DDM’s approach eliminates this upfront investment entirely. The cost per part is driven by material volume, print time, and post-processing, not by tooling amortization. This makes short runs, prototypes, and even single-piece production economically viable.
| Factor | Traditional | DDM DirectPour™ |
| Upfront Tooling Cost | $25,000 to $250,000+ | $0 |
| Lead Time to First Part | 52 to 80 weeks | As few as 10 days |
| Design Change Cost | New tooling required | Update CAD file only |
| Minimum Viable Quantity | Hundreds (for ROI) | One part |
| Scrap Rate | Industry baseline | 90% reduction |
| Process Steps | 12 | 5 |
| Overall Cost Reduction | Baseline | Up to 50% |
Energy and Sustainability Impact
DDM’s process has been validated through an ARPA-E project with GE to achieve energy consumption reductions of up to 90% compared to traditional investment casting. This dramatic improvement comes from the elimination of energy-intensive tooling manufacture, wax processing, and multi-stage shell building.
With 30% of aerospace aluminum now sourced from recycled materials and increasing pressure from corporate sustainability mandates, the environmental advantages of digital casting are becoming a significant procurement consideration.
Proven Results Across Industries
DDM has delivered precision castings to customers across aerospace, defense, automotive, energy, medical, and industrial sectors.
Fighter Aircraft Roll Ratio Servo Cover
Partners: DDM, Signicast, Moog | Material: Aluminum A357
A legacy fighter jet component was produced in 39 days from CAD to first casting, compared to over 100 days through the traditional supply chain. No tooling was required. No wax pattern was needed. The result was a rapid, on-demand certified spare part for an active military platform.
Aviation Oil Pump Manifold
Partners: DDM, Signicast | Material: Aluminum A357
This component featured multiple curvilinear internal channels that previously required 12 separate sets of soluble wax core tooling. DDM’s LAMP™ technology printed the entire shell with integrated cores in a single build, reducing the entire process to two steps.

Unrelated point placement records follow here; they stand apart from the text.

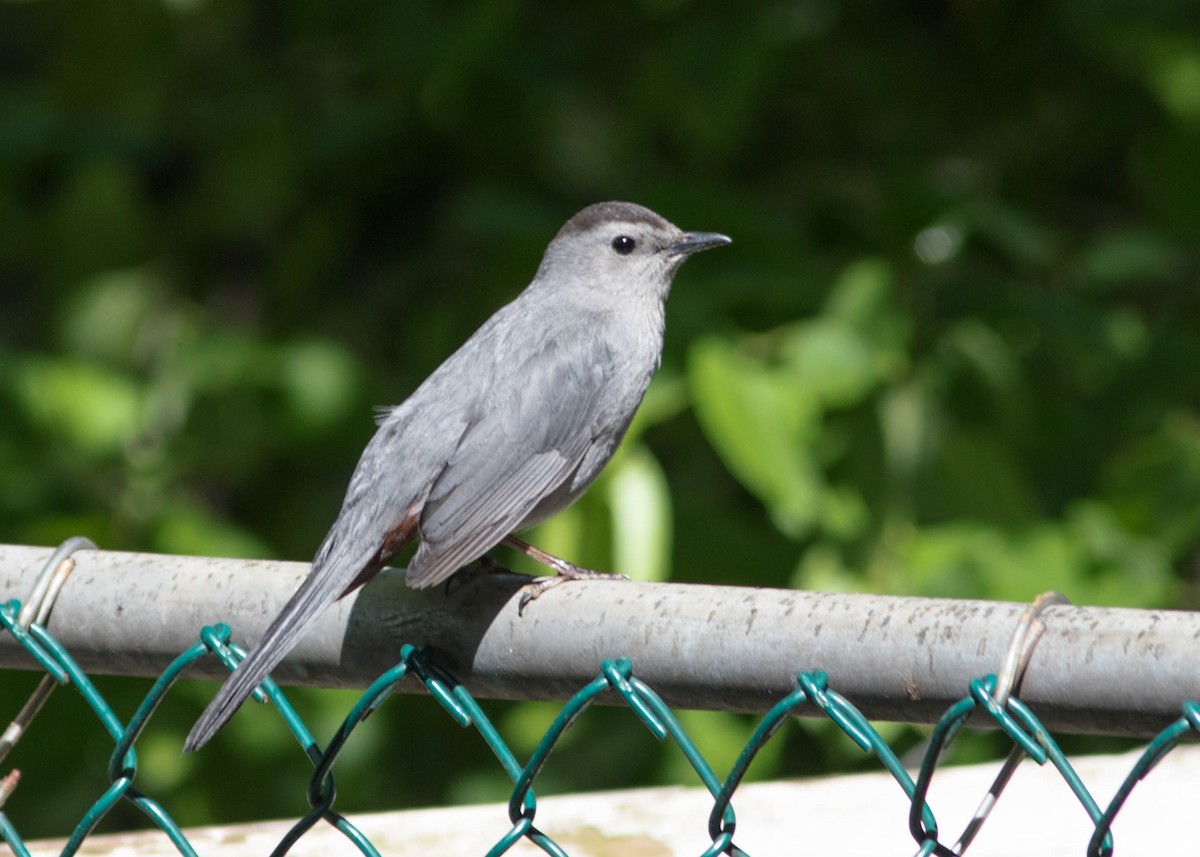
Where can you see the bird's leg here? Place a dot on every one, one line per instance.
(485, 565)
(563, 571)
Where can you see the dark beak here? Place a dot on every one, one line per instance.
(695, 241)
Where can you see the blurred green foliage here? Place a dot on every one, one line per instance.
(954, 348)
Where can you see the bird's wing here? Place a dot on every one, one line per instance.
(523, 447)
(379, 516)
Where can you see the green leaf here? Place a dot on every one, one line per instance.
(88, 405)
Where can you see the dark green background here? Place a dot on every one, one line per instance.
(953, 349)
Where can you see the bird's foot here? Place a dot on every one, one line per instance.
(565, 571)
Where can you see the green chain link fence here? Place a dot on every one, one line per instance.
(987, 694)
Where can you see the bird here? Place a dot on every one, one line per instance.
(509, 430)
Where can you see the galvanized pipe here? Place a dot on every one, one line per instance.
(1095, 670)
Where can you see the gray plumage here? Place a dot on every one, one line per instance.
(510, 430)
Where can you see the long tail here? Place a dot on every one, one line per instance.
(334, 573)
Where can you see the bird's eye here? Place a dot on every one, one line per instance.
(624, 245)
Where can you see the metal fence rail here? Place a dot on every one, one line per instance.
(649, 647)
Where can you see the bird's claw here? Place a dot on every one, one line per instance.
(539, 586)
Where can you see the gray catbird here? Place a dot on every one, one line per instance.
(510, 430)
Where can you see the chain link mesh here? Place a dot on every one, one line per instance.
(1030, 739)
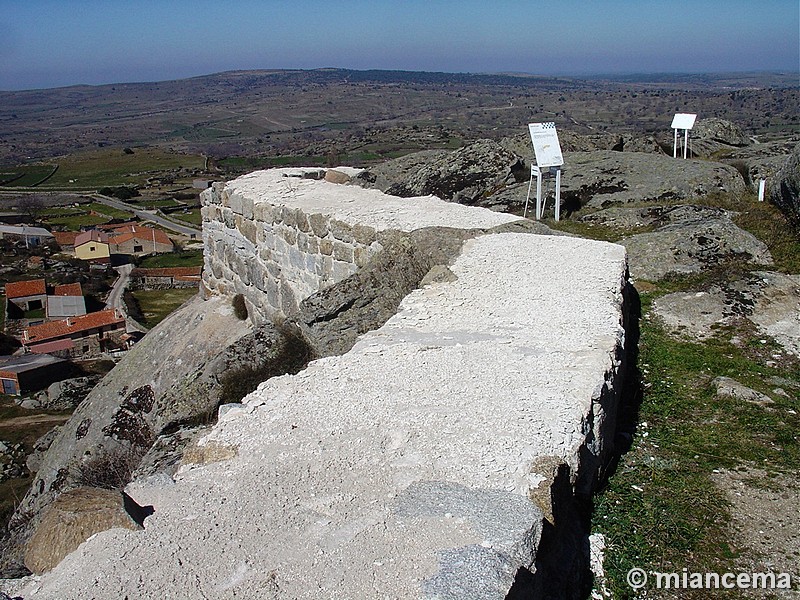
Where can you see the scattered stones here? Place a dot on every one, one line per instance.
(692, 239)
(72, 519)
(711, 135)
(770, 300)
(785, 188)
(730, 387)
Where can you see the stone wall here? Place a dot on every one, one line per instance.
(276, 255)
(445, 455)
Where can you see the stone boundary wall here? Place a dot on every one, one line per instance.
(276, 255)
(448, 454)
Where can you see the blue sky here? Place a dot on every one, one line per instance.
(49, 43)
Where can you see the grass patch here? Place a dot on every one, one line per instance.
(156, 305)
(113, 167)
(661, 511)
(114, 213)
(184, 258)
(193, 216)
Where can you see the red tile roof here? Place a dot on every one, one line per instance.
(145, 234)
(54, 346)
(68, 289)
(20, 289)
(65, 238)
(66, 327)
(167, 272)
(91, 236)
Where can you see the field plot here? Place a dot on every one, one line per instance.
(26, 175)
(155, 305)
(113, 167)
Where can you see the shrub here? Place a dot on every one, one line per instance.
(239, 307)
(111, 470)
(291, 356)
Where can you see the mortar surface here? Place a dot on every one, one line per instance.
(400, 469)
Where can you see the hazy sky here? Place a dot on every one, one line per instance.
(50, 43)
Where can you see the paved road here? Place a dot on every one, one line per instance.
(115, 299)
(147, 215)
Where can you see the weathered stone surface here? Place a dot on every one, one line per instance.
(169, 377)
(770, 300)
(335, 176)
(730, 387)
(356, 477)
(465, 176)
(71, 520)
(41, 446)
(688, 240)
(784, 190)
(711, 134)
(601, 178)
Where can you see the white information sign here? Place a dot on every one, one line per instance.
(545, 145)
(683, 121)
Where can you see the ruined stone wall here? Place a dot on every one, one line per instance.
(276, 255)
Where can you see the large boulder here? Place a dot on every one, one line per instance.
(466, 175)
(73, 518)
(785, 187)
(685, 239)
(169, 379)
(711, 135)
(601, 178)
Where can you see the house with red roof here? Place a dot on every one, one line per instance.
(80, 337)
(66, 239)
(27, 295)
(93, 246)
(165, 278)
(135, 240)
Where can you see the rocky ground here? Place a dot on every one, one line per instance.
(630, 189)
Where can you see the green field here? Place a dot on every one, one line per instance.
(25, 175)
(193, 217)
(98, 168)
(157, 304)
(186, 258)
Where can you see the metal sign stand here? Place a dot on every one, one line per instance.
(547, 151)
(683, 121)
(541, 203)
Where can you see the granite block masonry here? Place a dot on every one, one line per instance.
(428, 461)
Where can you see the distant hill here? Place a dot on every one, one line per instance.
(240, 113)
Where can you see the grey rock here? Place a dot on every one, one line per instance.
(770, 300)
(785, 188)
(71, 520)
(710, 135)
(730, 387)
(602, 178)
(466, 175)
(67, 394)
(41, 446)
(690, 242)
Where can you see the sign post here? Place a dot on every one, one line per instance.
(683, 121)
(547, 150)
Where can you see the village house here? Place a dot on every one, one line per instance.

Closed Impeller for Fluid Handling
Material: Stainless Steel 316L | Dimensions: 100mm diameter, 25mm height
Complex internal vanes were cast to production quality with chemistry, metallurgical properties, and mechanical performance consistent with conventional investment castings. No tooling, no soluble wax cores, and no secondary finishing were required.
Material Capabilities
DDM produces parts in hundreds of standard alloys compatible with both air-melt and vacuum-melt foundry processes. All castings meet ASTM standards and Investment Casting Institute stated ranges.
| Category | Alloys |
| Stainless Steels | 304, 316, 17-4 PH, 15-5 PH, CF3M |
| Aluminum | A356, A357, A380 |
| Nickel (Air-Melt) | Inconel 625, Inconel 718 |
| Superalloys (Vacuum) | IN 713LC, MAR-M247, IN100, CMSX-4 |
| Directionally Solidified | René 141, René 80, René 142 |
| Single Crystal | CMSX-4, René N5 |
| Tool Steels | S7 Tool Steel |
| Medical | Cobalt Chromium Moly (ASTM F75) |
Conclusion
The age of tooling-dependent investment casting is ending. Ceramic 3D printing has reached the maturity, resolution, and throughput required to serve production applications across the most demanding industries in the world.
DDM Systems’ LAMP™ technology and DirectPour™ process represent the most advanced implementation of this transformation. Backed by 26+ patents, over a decade of development, DARPA and ARPA-E funding, and partnerships with organizations including GE, Signicast, and the U.S. Air Force, DDM is the only company delivering tooling-free precision castings as an end-to-end service.
For manufacturers facing long lead times, high tooling costs, and supply chain fragility, the Digital Foundry™ offers a fundamentally better path forward.